Now in its 17th season, Survivor – the first highly-rated reality series, considered the mother of American reality shows – might be worried about its own survival. This year’s premiere was the lowest rated in the series’ history. Airing on Thursday, September 25th, the episode introduced the castaways to the West Central African nation of Gabon. In 2004, ratings spiked as over 33 million viewers tuned in for the premiere of Survivor: All-Stars. Since then the show has bled 20 million viewers and seems desperately in need of a shakeup … or at least some controversy. For airing frontal male nudity, CBS’s Survivor: Gabon (Thursday, 8:00 p.m.) has been named Worst TV Show of the Week.
The peepshow aired in the second half of the two-hour premiere, when a male contestant ran across the field during an immunity/reward challenge -- unaware that his “exiled member” had briefly been liberated from his boxers. Though the shot was quick, it was clearly visible. And in the age of HD, digital video recorders, and high-speed internet, it quickly became immortalized as an unending slow-motion loop on numerous blogs.

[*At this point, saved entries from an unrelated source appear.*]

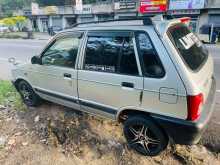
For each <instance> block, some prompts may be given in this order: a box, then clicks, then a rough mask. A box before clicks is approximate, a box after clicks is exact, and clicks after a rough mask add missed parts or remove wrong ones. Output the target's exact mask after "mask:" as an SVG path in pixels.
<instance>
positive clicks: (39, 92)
mask: <svg viewBox="0 0 220 165" xmlns="http://www.w3.org/2000/svg"><path fill="white" fill-rule="evenodd" d="M81 38H82V33H76V32H74V33H70V34H64V35H61V36H60V37H58V38H56V39H55V40H54V41H53V42H52V43H51V44H50V45H49V46H48V48H46V49H45V51H43V53H42V55H41V61H42V62H41V65H38V64H37V65H33V68H32V72H33V74H34V75H35V76H34V77H35V78H36V80H35V84H34V88H35V90H36V92H37V93H38V94H39V95H40V96H41V97H42V98H45V99H48V100H50V101H53V102H57V103H60V104H65V105H66V106H70V107H73V108H79V105H78V93H77V70H76V69H75V68H76V63H77V62H76V61H77V55H78V52H79V48H80V45H81Z"/></svg>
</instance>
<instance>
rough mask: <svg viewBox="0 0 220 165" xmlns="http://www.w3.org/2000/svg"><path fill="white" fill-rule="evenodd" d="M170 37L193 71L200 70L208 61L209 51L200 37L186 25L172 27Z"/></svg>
mask: <svg viewBox="0 0 220 165" xmlns="http://www.w3.org/2000/svg"><path fill="white" fill-rule="evenodd" d="M168 35H169V37H170V39H171V41H172V43H173V44H174V46H175V47H176V49H177V50H178V51H179V54H180V56H181V57H182V59H183V61H184V62H185V64H186V65H187V66H188V67H189V68H190V69H191V70H193V71H196V70H199V69H200V68H201V67H202V65H203V64H204V63H205V62H206V60H207V57H208V51H207V49H206V48H205V47H204V45H203V44H202V43H201V41H200V40H199V39H198V37H197V36H196V35H195V34H193V33H192V32H191V31H190V30H189V29H188V27H187V26H186V25H185V24H177V25H174V26H172V27H170V28H169V29H168Z"/></svg>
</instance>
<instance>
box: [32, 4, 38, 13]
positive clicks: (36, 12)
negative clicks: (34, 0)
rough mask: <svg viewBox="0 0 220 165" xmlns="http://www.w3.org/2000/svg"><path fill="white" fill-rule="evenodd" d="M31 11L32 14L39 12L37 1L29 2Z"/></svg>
mask: <svg viewBox="0 0 220 165" xmlns="http://www.w3.org/2000/svg"><path fill="white" fill-rule="evenodd" d="M31 13H32V15H38V14H39V5H38V4H37V3H31Z"/></svg>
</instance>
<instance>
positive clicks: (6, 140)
mask: <svg viewBox="0 0 220 165" xmlns="http://www.w3.org/2000/svg"><path fill="white" fill-rule="evenodd" d="M205 142H206V145H207V144H208V142H207V141H205ZM0 164H1V165H85V164H86V165H140V164H141V165H150V164H164V165H166V164H167V165H172V164H175V165H176V164H177V165H178V164H204V165H207V164H210V165H218V164H220V154H219V153H218V152H215V153H214V152H211V151H209V150H208V149H206V147H204V146H203V145H195V146H179V145H172V146H171V145H170V146H169V147H168V149H167V150H166V151H165V152H163V153H162V154H161V155H160V156H157V157H144V156H141V155H139V154H137V153H136V152H134V151H132V150H130V149H129V148H128V147H127V145H126V142H125V139H124V137H123V133H122V125H120V124H118V123H116V122H113V121H110V120H106V119H102V118H97V117H92V116H89V115H87V114H84V113H80V112H77V111H74V110H72V109H68V108H65V107H63V106H59V105H55V104H52V103H45V104H44V105H42V106H41V107H39V108H28V109H27V110H26V111H23V112H21V111H16V110H14V109H12V108H10V107H2V106H0Z"/></svg>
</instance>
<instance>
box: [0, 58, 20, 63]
mask: <svg viewBox="0 0 220 165" xmlns="http://www.w3.org/2000/svg"><path fill="white" fill-rule="evenodd" d="M9 58H10V57H9ZM15 60H16V59H15ZM0 61H4V62H8V58H1V57H0ZM16 62H18V63H23V62H22V61H19V60H16ZM8 64H10V63H9V62H8Z"/></svg>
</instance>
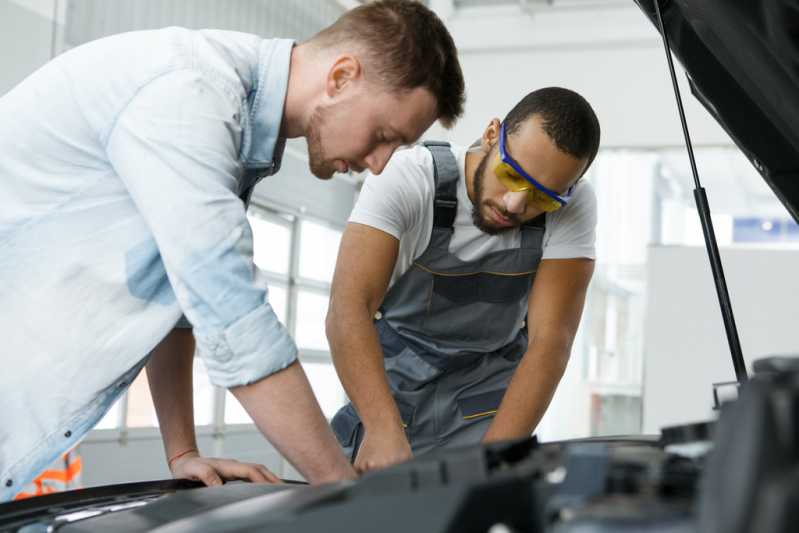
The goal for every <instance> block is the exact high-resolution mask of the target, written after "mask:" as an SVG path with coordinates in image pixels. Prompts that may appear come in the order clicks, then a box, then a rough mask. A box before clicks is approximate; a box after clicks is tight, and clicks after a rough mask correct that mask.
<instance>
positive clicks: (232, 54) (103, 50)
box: [0, 0, 463, 501]
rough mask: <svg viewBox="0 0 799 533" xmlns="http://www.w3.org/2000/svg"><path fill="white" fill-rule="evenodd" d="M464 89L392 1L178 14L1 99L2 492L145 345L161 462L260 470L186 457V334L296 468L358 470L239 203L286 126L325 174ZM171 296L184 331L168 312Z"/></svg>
mask: <svg viewBox="0 0 799 533" xmlns="http://www.w3.org/2000/svg"><path fill="white" fill-rule="evenodd" d="M462 105H463V79H462V75H461V72H460V67H459V65H458V61H457V56H456V52H455V47H454V44H453V42H452V39H451V37H450V36H449V34H448V33H447V31H446V29H445V28H444V26H443V25H442V23H441V21H440V20H438V19H437V18H436V17H435V15H434V14H433V13H432V12H430V11H429V10H428V9H426V8H425V7H423V6H422V5H420V4H417V3H414V2H409V1H400V0H385V1H382V2H376V3H372V4H369V5H366V6H363V7H359V8H357V9H355V10H352V11H350V12H348V13H347V14H345V15H344V16H343V17H342V18H341V19H339V20H338V21H337V22H336V23H334V24H333V25H332V26H330V27H329V28H327V29H325V30H323V31H322V32H320V33H319V34H318V35H316V36H315V37H313V38H312V39H311V40H309V41H307V42H305V43H302V44H299V45H297V46H294V43H293V42H292V41H290V40H276V39H261V38H259V37H256V36H253V35H246V34H241V33H234V32H222V31H189V30H185V29H181V28H168V29H164V30H157V31H146V32H133V33H127V34H122V35H117V36H112V37H109V38H106V39H102V40H99V41H95V42H92V43H89V44H87V45H84V46H81V47H78V48H76V49H74V50H71V51H69V52H67V53H65V54H63V55H61V56H59V57H57V58H56V59H54V60H53V61H51V62H50V63H48V64H47V65H45V66H44V67H43V68H41V69H40V70H39V71H37V72H35V73H34V74H33V75H31V76H30V77H29V78H27V79H26V80H25V81H23V82H22V83H21V84H20V85H18V86H17V87H16V88H14V89H12V90H11V91H10V92H9V93H8V94H6V95H5V96H3V97H2V98H0V154H2V157H0V280H2V281H0V338H2V339H3V346H2V348H0V361H1V362H2V363H3V368H4V371H3V373H2V375H0V417H2V424H0V501H2V500H8V499H11V498H12V497H13V496H14V494H15V493H16V492H18V491H19V490H20V489H21V488H22V487H23V486H24V485H25V484H26V483H27V482H28V481H30V480H31V479H32V478H33V477H34V476H36V474H37V473H38V472H39V470H41V468H42V467H44V466H45V465H46V464H47V463H49V462H50V461H52V460H53V459H54V458H56V457H58V455H59V454H61V453H62V452H63V451H65V450H67V449H69V448H70V447H72V446H73V445H74V444H75V443H76V442H77V441H78V440H79V439H80V438H81V437H82V436H83V435H84V434H85V433H86V432H88V431H89V430H90V429H91V428H92V427H93V426H94V425H95V424H96V423H97V421H98V420H100V418H101V417H102V416H103V414H104V413H105V412H106V411H107V410H108V408H109V407H110V406H111V405H112V404H113V402H114V401H115V400H116V399H117V398H118V397H119V395H120V394H121V393H122V392H123V391H124V390H125V389H126V388H127V386H128V385H129V384H130V382H131V381H132V380H133V379H134V378H135V376H136V374H137V373H138V372H139V371H140V370H141V368H142V367H143V366H144V365H145V364H147V366H148V375H149V378H150V386H151V389H152V393H153V399H154V402H155V406H156V410H157V412H158V416H159V421H160V426H161V431H162V435H163V437H164V444H165V448H166V455H167V457H168V459H169V460H168V462H169V466H170V469H171V471H172V473H173V475H175V476H176V477H189V478H194V479H201V480H203V481H205V482H206V483H209V484H213V483H219V482H220V481H221V479H220V478H249V479H251V480H253V481H269V480H272V481H274V480H275V477H274V475H272V474H271V473H270V472H268V471H267V470H266V469H265V468H264V467H262V466H260V465H247V464H243V463H239V462H237V461H232V460H216V459H208V458H203V457H200V456H199V454H198V452H197V450H196V441H195V435H194V426H193V415H192V409H191V389H192V387H191V357H192V353H193V348H194V341H195V340H196V343H197V348H198V352H199V354H200V355H201V356H202V357H203V360H204V362H205V366H206V368H207V369H208V374H209V376H210V378H211V381H212V382H213V383H214V384H216V385H219V386H222V387H226V388H229V389H230V390H231V391H232V392H233V394H234V395H235V396H236V397H237V398H238V400H239V401H240V402H241V403H242V404H243V405H244V407H245V408H246V410H247V411H248V413H249V414H250V415H251V416H252V418H253V420H254V421H255V423H256V424H257V426H258V427H259V429H260V430H261V431H262V433H263V434H264V435H265V436H266V437H267V438H268V439H269V440H270V441H271V442H272V443H273V444H274V445H275V447H276V448H277V449H278V450H279V451H280V452H281V453H282V454H283V455H284V456H285V457H286V458H287V459H288V460H289V461H290V462H291V463H292V464H294V465H295V467H296V468H297V469H298V470H299V471H300V472H301V473H302V474H303V475H304V476H305V477H306V478H307V479H308V480H309V481H311V482H323V481H328V480H334V479H340V478H346V477H351V476H353V475H354V473H353V471H352V469H351V467H350V466H349V464H348V462H347V461H346V459H345V458H344V456H343V455H342V454H341V452H340V450H339V448H338V445H337V443H336V440H335V438H334V437H333V435H332V433H331V431H330V429H329V428H328V425H327V423H326V421H325V419H324V417H323V415H322V413H321V410H320V409H319V405H318V403H317V402H316V399H315V398H314V396H313V393H312V391H311V389H310V386H309V384H308V381H307V378H306V376H305V374H304V372H303V370H302V368H301V367H300V365H299V363H298V362H297V355H296V354H297V350H296V347H295V345H294V342H293V341H292V339H291V338H290V337H289V336H288V334H287V332H286V330H285V328H284V327H283V326H282V325H281V324H280V323H279V322H278V320H277V318H276V316H275V314H274V312H273V310H272V308H271V307H270V305H269V301H268V296H267V290H266V289H265V284H264V283H263V282H262V281H260V280H256V272H257V270H256V269H255V268H254V265H253V262H252V234H251V230H250V227H249V225H248V223H247V219H246V217H245V210H246V202H247V201H248V199H249V194H250V192H251V189H252V187H253V186H254V185H255V183H256V182H257V181H258V180H259V179H260V178H263V177H265V176H268V175H270V174H273V173H275V172H277V170H278V169H279V167H280V160H281V156H282V152H283V147H284V143H285V139H286V138H291V137H299V136H302V137H305V138H306V139H307V142H308V152H309V161H310V168H311V172H312V173H313V174H315V175H316V176H317V177H319V178H322V179H327V178H330V177H331V176H332V174H333V173H334V172H335V171H339V172H346V171H348V170H349V169H352V170H355V171H360V170H363V169H367V168H368V169H369V170H370V171H371V172H372V173H374V174H379V173H380V171H381V170H382V169H383V167H384V166H385V164H386V162H387V161H388V159H389V157H390V156H391V154H392V152H393V151H394V150H395V149H396V148H397V147H398V146H400V145H402V144H406V143H410V142H413V141H414V140H416V139H417V138H418V137H419V136H420V135H421V134H422V132H424V131H425V130H426V129H427V128H428V127H429V126H430V125H431V124H432V122H433V121H434V120H436V119H437V118H440V119H442V121H443V122H444V123H445V125H447V124H449V123H451V122H452V121H454V120H455V119H456V118H457V116H458V115H459V114H460V113H461V109H462ZM181 315H185V317H186V318H187V319H188V321H189V322H190V323H191V325H192V326H193V338H192V335H191V334H190V333H189V331H188V330H178V329H176V330H174V331H173V327H174V326H175V325H176V323H177V322H178V320H179V319H180V317H181ZM151 353H152V357H151V358H150V359H149V362H148V354H151Z"/></svg>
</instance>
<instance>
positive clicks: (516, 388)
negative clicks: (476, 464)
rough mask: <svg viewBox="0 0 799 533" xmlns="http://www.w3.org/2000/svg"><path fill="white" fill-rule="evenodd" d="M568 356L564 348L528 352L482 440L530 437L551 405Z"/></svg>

CBS responded to the FCC complaints filed by the PTC by asserting that the incident was unintentional and “fleeting.” But for a show famous for what some viewers have dubbed “gratuitous blurring” of anything remotely objectionable – too much breast, a tuft of pubic hair, a curious bulge – it is hard to believe that this was unintentional. In fact, it appears to be part of a pattern.
Since the 2nd U.S. Circuit Court of Appeals overturned the FCC’s ruling against CBS for airing Janet Jackson’s infamous wardrobe malfunction, the network has been slyly testing the limits of fleeting obscenities. In August of this year, CBS dropped an uncensored F-bomb during an episode of Big Brother 10 (surprise, surprise -- another sagging reality show). It is interesting to note that no such uncensored incidents have occurred on other networks.
CBS has since pulled the offending Survivor clip from of its website and has blurred the image in the full online version of the episode. But in the short-term this cynical ploy had generated much buzz. By the following morning, the man’s ***** was the fourth-most-popular search according to Google’s “Hot Trends.”
If this trend continues, who knows what stunts CBS will pull whenever it needs to gin up interest in its shows? Perhaps someone ought to inform CBS that viewers generally do not want to watch broadcast television if they must constantly worry about genitals flopping across their screens.
For airing uncensored male nudity, CBS has been named Worst TV Show of the Week.